GET Consistency (and Quorum) in ElasticSearch

2019-02-07 09:03发布

问题:

I am new to ElasticSearch and I am evaluating it for a project.

In ES, Replication can be sync or async. In case of async, the client is returned success as soon as the document is written to the primary shard. And then the document is pushed to other replicas asynchronously.

When written asynchronously, how do we ensure that when GET is done, data is returned even if it has not propagated to all the replicas. Because when we do a GET in ES, the query is forwarded to one of the replicas of the appropriate shard. Provided we are writing asynchronously, the primary shard may have the document but the selected replica for doingthe GET may not have received/written the document yet. In Cassandra, we can specify consistency levels (ONE, QUORUM, ALL) at the time of writes as well as reads. Is something like that possible for reads in ES?

回答1:

Right, you can set replication to be async (default is sync) to not wait for the replicas, although in practice this doesn't buy you much.

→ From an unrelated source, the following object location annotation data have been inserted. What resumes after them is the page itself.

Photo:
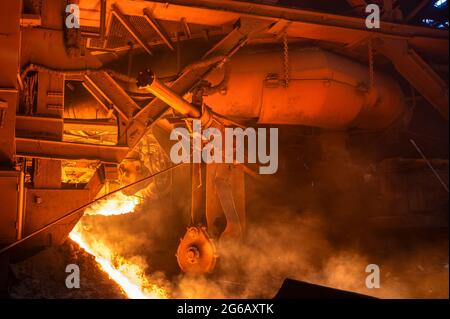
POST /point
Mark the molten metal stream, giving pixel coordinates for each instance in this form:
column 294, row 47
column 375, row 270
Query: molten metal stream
column 128, row 275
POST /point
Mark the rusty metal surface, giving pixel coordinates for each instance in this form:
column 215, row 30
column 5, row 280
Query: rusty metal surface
column 65, row 150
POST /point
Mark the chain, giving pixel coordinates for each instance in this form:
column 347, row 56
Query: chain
column 286, row 59
column 371, row 71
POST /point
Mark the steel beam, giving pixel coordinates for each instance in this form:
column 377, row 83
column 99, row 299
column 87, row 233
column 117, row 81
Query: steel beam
column 158, row 29
column 131, row 29
column 35, row 148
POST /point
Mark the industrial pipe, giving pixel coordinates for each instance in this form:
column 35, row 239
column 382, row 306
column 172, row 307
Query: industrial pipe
column 147, row 80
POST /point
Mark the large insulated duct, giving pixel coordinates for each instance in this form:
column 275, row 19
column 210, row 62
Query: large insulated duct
column 325, row 90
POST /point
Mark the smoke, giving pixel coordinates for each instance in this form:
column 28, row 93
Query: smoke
column 292, row 232
column 279, row 245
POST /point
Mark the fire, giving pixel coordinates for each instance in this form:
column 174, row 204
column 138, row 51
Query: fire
column 129, row 275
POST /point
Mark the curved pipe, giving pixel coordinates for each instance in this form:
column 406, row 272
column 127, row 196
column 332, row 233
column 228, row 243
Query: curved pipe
column 325, row 90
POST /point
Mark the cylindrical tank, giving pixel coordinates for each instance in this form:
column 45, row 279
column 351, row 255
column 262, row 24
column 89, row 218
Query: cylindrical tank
column 325, row 90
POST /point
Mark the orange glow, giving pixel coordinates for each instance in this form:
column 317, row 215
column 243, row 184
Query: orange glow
column 129, row 275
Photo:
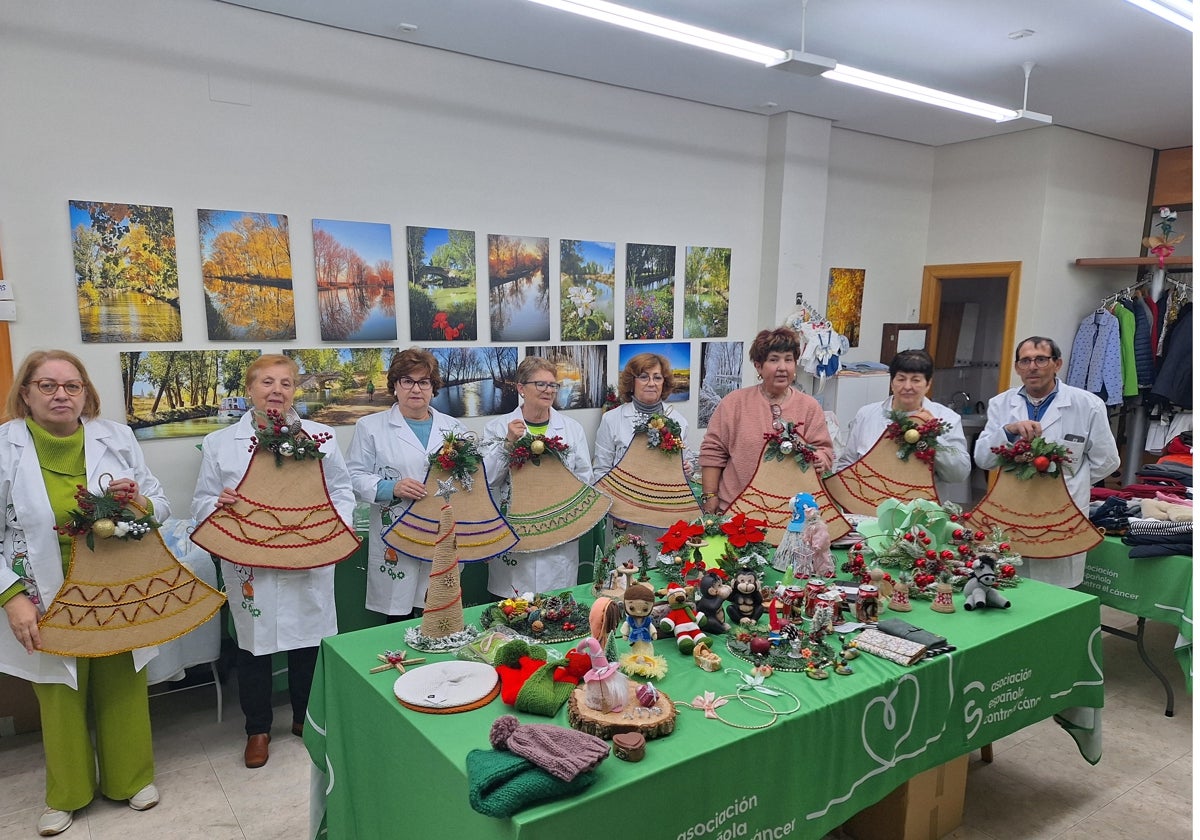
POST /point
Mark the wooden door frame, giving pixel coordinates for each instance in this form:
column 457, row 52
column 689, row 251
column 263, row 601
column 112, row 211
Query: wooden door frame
column 931, row 303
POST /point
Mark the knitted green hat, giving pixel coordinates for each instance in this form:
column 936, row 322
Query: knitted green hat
column 501, row 784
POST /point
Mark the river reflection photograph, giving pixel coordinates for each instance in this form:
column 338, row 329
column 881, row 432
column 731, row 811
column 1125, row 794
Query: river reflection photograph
column 582, row 373
column 355, row 295
column 477, row 381
column 246, row 264
column 126, row 273
column 519, row 291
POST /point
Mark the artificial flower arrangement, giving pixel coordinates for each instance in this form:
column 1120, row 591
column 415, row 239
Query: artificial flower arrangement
column 786, row 443
column 459, row 456
column 106, row 516
column 661, row 433
column 928, row 540
column 915, row 437
column 529, row 449
column 286, row 438
column 1026, row 459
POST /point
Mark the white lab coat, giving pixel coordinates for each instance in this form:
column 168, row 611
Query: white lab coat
column 294, row 609
column 612, row 441
column 952, row 463
column 550, row 569
column 1074, row 419
column 384, row 448
column 28, row 526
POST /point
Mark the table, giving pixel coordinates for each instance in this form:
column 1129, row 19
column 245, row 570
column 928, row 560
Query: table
column 1149, row 587
column 381, row 768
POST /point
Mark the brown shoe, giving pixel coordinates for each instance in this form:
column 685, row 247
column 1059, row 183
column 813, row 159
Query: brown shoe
column 256, row 750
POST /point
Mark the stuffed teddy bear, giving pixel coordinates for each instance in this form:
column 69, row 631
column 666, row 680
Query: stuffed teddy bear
column 981, row 588
column 682, row 619
column 745, row 601
column 713, row 592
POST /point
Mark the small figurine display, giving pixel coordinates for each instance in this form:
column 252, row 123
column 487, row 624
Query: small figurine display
column 682, row 619
column 714, row 589
column 981, row 588
column 745, row 601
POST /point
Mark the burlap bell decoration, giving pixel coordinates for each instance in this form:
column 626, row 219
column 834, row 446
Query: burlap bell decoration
column 769, row 493
column 283, row 519
column 125, row 594
column 443, row 600
column 480, row 531
column 648, row 487
column 1037, row 515
column 551, row 507
column 880, row 475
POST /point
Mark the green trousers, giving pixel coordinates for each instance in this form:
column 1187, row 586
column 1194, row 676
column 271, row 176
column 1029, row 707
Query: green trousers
column 115, row 694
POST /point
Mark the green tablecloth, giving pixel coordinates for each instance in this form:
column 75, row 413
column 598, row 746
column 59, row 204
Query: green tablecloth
column 1150, row 587
column 383, row 771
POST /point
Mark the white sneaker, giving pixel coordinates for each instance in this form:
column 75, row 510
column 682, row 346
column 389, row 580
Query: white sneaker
column 145, row 798
column 54, row 821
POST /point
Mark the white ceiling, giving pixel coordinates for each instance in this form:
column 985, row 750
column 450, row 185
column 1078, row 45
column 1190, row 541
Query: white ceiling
column 1103, row 66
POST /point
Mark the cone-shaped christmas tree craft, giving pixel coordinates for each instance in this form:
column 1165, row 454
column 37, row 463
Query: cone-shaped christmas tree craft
column 1030, row 502
column 550, row 505
column 480, row 531
column 786, row 468
column 648, row 486
column 125, row 592
column 283, row 517
column 880, row 475
column 443, row 601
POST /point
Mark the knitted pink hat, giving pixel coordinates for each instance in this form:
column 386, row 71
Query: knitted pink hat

Whenever you read data you can specify the preference parameter to control where the documents are going to be taken from. If you use preference:_primary you make sure that you always take the document from the primary shard, otherwise, if the get is done before the document is available on all replicas, it might happen that you hit a shard that doesn't have it yet. Given that the get api works in real-time, it usually makes sense to keep replication sync, so that after the index operation returned you can always get back the document by id from any shard that is supposed to contain it. Still, if you try to get back a document while indexing it for the first time, well it can happen that you don't find it.

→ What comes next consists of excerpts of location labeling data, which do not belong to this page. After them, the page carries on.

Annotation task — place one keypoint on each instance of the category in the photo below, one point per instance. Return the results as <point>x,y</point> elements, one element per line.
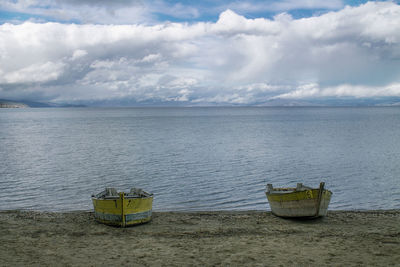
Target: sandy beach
<point>251,238</point>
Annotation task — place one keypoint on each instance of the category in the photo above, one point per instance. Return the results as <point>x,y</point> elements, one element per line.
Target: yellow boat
<point>122,209</point>
<point>302,201</point>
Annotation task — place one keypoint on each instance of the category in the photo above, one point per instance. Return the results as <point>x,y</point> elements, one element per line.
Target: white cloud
<point>353,52</point>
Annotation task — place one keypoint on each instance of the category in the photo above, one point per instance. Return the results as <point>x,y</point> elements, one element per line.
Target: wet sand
<point>251,238</point>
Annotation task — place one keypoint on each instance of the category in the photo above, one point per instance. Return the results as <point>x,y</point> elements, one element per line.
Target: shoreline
<point>202,238</point>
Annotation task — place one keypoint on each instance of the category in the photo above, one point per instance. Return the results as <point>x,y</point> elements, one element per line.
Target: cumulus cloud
<point>353,52</point>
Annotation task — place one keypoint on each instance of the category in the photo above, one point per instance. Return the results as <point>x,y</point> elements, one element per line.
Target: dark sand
<point>342,238</point>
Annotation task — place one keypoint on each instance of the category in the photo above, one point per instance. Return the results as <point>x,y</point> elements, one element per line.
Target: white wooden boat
<point>301,201</point>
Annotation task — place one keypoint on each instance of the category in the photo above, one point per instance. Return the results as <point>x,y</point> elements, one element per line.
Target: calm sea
<point>198,158</point>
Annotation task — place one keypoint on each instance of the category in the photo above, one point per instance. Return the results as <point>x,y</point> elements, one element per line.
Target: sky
<point>190,53</point>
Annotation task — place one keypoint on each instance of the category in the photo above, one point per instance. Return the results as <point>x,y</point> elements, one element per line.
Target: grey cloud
<point>349,53</point>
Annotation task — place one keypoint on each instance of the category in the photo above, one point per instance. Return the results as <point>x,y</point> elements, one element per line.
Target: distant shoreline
<point>228,238</point>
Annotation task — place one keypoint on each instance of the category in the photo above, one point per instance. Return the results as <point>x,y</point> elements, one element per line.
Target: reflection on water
<point>198,158</point>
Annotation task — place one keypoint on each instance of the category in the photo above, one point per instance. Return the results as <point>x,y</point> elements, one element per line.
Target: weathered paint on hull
<point>123,211</point>
<point>299,204</point>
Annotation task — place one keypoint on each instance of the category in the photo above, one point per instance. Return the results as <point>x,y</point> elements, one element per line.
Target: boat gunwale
<point>282,191</point>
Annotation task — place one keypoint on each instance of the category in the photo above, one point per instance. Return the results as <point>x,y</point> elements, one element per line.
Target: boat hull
<point>122,211</point>
<point>308,203</point>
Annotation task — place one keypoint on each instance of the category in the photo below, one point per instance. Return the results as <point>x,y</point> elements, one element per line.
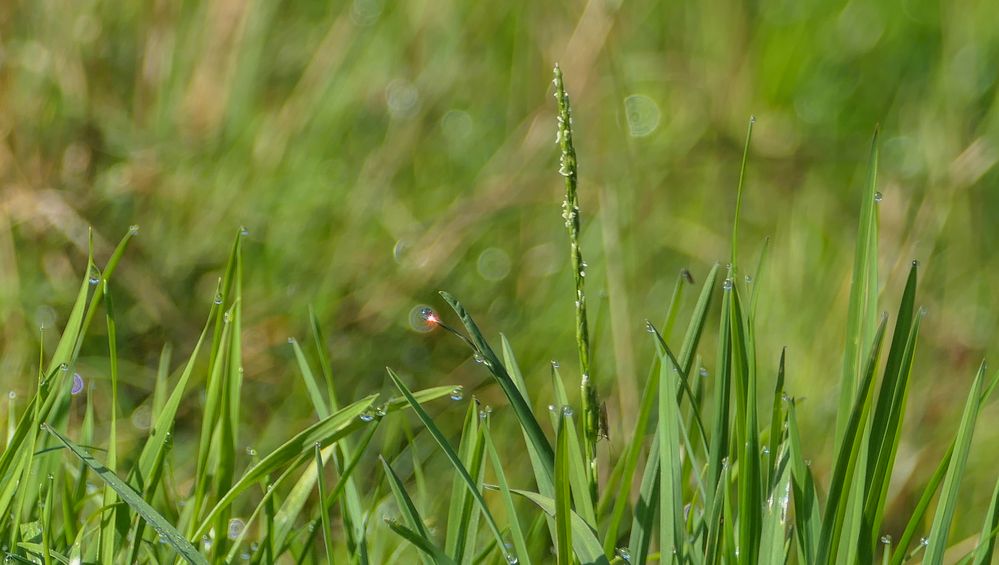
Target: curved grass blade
<point>450,453</point>
<point>166,530</point>
<point>585,543</point>
<point>948,494</point>
<point>327,431</point>
<point>516,532</point>
<point>862,313</point>
<point>409,511</point>
<point>846,460</point>
<point>526,417</point>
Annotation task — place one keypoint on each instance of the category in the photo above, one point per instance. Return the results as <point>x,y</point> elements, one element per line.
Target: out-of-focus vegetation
<point>378,151</point>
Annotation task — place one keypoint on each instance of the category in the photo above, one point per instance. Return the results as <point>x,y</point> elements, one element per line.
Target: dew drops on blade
<point>77,384</point>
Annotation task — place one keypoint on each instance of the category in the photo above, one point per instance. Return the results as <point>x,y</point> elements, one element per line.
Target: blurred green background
<point>380,151</point>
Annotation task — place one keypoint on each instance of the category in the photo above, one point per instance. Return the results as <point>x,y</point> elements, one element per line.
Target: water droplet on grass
<point>77,384</point>
<point>236,526</point>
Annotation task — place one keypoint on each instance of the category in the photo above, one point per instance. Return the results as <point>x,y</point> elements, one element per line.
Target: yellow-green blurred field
<point>379,151</point>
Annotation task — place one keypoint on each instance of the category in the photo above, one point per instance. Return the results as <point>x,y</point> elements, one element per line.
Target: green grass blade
<point>846,460</point>
<point>327,431</point>
<point>409,512</point>
<point>584,540</point>
<point>955,471</point>
<point>886,423</point>
<point>807,520</point>
<point>516,532</point>
<point>671,529</point>
<point>563,496</point>
<point>318,402</point>
<point>862,313</point>
<point>577,468</point>
<point>166,530</point>
<point>450,453</point>
<point>772,546</point>
<point>738,197</point>
<point>524,414</point>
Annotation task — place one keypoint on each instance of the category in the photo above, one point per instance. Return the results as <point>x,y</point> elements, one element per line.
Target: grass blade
<point>955,471</point>
<point>166,530</point>
<point>450,453</point>
<point>862,313</point>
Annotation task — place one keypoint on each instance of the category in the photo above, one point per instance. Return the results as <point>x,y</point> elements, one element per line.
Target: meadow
<point>295,183</point>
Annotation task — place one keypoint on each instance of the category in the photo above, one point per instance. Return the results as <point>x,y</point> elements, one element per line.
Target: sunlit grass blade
<point>167,532</point>
<point>528,422</point>
<point>450,453</point>
<point>577,469</point>
<point>947,503</point>
<point>807,519</point>
<point>671,529</point>
<point>886,422</point>
<point>846,459</point>
<point>327,431</point>
<point>408,510</point>
<point>318,402</point>
<point>774,525</point>
<point>987,539</point>
<point>585,544</point>
<point>461,504</point>
<point>516,532</point>
<point>563,496</point>
<point>862,313</point>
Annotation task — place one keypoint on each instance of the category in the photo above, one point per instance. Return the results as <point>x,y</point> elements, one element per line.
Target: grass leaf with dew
<point>955,471</point>
<point>846,460</point>
<point>584,540</point>
<point>166,530</point>
<point>563,494</point>
<point>450,453</point>
<point>409,512</point>
<point>862,313</point>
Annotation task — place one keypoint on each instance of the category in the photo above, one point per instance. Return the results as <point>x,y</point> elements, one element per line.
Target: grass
<point>723,481</point>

There is a write consistency parameter in elasticsearch as well, but it is different compared to how other data storages work, and it is not related to whether replication is sync or async. With the consistency parameter you can control how many copies of the data need to be available in order for a write operation to be permissible. If not enough copies of the data are available the write operation will fail (after waiting for up to 1 minute, interval that you can change through the timeout parameter). This is just a preliminary check to decide whether to accept the operation or not. It doesn't mean that if the operation fails on a replica it will be rollbacked. In fact, if a write operation fails on a replica but succeeds on a primary, the assumption is that there is something wrong with the replica (or the hardward it's running on), thus the shard will be marked as failed and recreated on another node. Default value for consistency is quorum, and can also be set to one or all.

That said, when it comes to the get api, elasticsearch is not eventually consistent, but just consistent as once a document is indexed you can retrieve it.

The fact that newly added documents are not available for search till the next refresh operation, which happens every second automatically by default, is not really about eventual consistency (as the documents are there and can be retrieved by id), but more about how search and lucene work and how documents are made visible through lucene.



回答2:

Here is the answer I gave on the mailing list:

As far as I understand the big picture, when you index a document it's written in the transaction log and then you get a succesful answer from ES. After, in an asynchronous manner, it's replicated on other nodes and indexed by Lucene.

That said, you can not search immediatly for the document, but you can GET it. ES will read the tlog if needed when you GET a document.

I think (not sure) that if the replica is not up to date, the GET will be sent on the primary tlog.

Correct me if I'm wrong.